Igual que creímos que la única vida posible era la que corría a velocidad de vértigo, «podemos aprender a valorar lo cercano, lo esencial». Dice Ruiz que, hasta hace unas semanas, salir de compras era un entretenimiento. Necesitábamos novedades y muchos estímulos para divertirnos. Pero hoy, arrebatado todo aquello, nos damos cuenta de que teníamos muchas cosas que no necesitábamos. «Es probable que cuanto más tiempo pasemos en cuarentena, más apreciemos la rutina de lo familiar y de que sustituyamos el consumo por el intercambio».

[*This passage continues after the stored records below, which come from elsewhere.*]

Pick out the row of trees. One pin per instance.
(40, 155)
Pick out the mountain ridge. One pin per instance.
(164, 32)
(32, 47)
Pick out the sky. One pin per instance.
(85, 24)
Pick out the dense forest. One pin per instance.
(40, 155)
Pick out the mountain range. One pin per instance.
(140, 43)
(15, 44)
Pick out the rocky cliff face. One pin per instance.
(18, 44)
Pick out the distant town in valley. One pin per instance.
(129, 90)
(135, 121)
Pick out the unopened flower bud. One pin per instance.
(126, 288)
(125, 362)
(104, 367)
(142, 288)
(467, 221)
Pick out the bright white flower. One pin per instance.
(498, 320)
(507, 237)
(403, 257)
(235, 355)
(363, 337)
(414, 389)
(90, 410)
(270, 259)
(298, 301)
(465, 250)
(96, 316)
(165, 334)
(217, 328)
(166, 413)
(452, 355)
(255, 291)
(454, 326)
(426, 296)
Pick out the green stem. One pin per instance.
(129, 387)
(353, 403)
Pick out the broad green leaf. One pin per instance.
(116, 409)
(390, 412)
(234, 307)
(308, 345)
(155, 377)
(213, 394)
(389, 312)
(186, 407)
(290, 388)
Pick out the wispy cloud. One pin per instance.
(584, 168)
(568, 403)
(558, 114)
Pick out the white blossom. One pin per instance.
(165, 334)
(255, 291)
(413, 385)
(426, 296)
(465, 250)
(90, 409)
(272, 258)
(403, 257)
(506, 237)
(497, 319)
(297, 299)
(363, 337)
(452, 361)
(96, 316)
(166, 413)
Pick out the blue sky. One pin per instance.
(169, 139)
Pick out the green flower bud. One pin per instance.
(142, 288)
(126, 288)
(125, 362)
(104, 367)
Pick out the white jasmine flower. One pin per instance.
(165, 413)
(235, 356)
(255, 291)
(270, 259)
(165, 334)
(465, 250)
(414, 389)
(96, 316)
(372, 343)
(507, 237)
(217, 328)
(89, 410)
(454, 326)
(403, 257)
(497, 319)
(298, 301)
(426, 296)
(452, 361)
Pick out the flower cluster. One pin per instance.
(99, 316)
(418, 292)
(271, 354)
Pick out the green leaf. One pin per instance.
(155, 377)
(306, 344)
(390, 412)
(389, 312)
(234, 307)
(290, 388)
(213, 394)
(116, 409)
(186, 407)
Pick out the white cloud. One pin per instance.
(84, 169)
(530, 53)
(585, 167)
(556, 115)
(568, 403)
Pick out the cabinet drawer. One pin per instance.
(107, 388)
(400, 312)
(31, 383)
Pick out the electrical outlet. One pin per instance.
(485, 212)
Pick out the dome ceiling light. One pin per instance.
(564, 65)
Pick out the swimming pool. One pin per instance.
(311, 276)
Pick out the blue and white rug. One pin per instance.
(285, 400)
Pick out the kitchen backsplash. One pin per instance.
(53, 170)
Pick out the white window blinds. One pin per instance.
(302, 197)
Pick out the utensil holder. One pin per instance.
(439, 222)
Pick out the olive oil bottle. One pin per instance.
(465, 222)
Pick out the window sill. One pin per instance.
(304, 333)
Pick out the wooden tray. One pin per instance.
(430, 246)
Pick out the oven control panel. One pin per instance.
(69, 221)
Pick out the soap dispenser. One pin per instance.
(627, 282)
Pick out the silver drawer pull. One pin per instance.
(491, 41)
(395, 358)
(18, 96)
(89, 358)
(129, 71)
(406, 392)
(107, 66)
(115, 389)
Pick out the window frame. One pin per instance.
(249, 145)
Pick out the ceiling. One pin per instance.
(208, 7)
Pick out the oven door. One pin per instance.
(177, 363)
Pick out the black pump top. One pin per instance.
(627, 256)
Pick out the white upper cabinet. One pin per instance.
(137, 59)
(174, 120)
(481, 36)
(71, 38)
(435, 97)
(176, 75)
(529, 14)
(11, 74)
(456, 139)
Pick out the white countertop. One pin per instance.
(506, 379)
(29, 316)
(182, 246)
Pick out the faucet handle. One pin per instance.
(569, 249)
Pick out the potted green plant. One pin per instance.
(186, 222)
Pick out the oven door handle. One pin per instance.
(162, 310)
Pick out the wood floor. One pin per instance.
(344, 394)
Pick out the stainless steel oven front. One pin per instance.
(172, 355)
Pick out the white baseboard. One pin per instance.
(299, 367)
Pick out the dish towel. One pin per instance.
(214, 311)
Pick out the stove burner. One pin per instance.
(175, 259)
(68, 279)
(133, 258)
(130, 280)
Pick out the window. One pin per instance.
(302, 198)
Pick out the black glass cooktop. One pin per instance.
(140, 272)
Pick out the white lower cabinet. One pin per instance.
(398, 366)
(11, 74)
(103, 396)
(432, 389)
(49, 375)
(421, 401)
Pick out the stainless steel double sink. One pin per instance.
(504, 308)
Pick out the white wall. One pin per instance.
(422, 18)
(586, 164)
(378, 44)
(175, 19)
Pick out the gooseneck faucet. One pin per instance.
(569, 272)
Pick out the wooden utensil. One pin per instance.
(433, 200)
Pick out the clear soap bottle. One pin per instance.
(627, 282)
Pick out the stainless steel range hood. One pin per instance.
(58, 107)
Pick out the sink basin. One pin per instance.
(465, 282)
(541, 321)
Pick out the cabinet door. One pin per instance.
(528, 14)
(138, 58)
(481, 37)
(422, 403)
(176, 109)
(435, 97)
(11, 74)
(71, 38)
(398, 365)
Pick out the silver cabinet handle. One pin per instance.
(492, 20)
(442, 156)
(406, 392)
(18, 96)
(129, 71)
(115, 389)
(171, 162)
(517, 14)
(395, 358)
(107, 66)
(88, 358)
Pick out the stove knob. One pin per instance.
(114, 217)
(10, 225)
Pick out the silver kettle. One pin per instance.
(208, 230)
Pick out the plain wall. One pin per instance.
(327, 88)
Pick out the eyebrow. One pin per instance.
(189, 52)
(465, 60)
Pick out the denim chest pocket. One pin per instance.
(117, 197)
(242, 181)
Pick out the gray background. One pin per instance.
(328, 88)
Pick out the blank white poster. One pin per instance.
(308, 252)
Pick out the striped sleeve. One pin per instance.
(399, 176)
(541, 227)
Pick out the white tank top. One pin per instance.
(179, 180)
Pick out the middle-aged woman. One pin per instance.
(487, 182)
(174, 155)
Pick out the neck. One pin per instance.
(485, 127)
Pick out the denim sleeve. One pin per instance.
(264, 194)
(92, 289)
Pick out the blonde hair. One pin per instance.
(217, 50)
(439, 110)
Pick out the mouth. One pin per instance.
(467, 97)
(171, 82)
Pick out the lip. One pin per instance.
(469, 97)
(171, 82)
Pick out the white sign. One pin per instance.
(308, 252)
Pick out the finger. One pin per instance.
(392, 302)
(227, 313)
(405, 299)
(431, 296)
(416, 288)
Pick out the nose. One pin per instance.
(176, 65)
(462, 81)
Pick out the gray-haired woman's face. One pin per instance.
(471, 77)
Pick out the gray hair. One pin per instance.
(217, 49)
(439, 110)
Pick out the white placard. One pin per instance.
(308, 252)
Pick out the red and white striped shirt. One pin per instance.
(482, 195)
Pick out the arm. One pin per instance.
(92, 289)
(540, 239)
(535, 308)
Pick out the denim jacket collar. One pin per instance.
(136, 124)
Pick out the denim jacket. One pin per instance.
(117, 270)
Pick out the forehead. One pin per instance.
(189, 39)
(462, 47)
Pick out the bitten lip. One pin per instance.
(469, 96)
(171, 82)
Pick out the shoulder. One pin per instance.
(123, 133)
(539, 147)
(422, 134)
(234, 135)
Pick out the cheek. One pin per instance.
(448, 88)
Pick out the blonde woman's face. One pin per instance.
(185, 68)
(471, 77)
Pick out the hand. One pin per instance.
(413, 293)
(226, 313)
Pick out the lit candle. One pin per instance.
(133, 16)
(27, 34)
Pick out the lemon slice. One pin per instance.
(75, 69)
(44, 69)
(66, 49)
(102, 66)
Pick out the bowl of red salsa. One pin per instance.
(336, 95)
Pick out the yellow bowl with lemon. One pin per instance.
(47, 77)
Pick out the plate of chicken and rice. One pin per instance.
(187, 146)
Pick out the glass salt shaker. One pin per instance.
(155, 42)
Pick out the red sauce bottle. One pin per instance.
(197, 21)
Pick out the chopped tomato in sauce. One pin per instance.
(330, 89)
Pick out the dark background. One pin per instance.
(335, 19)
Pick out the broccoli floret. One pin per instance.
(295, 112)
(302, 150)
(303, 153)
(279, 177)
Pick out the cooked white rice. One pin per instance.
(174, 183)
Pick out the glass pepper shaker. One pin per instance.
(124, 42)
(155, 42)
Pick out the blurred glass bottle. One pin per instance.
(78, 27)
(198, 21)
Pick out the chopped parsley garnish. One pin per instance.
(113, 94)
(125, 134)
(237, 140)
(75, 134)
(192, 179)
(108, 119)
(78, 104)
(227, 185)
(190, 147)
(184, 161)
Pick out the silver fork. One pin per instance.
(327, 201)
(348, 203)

Es un reseteo de valores y prioridades que Ruiz compara con pasar por una enfermedad grave. «Yo he tenido un cáncer y he visto que las prioridades cambian. Dejas de hacer lo que otros te dicen y eres tú quien decide qué hacer con el tiempo que te queda. Te centras en cuidarte, en estar con las personas queridas, en nuevos hábitos que te aportan más en lo emocional. En aprovechar esa segunda oportunidad».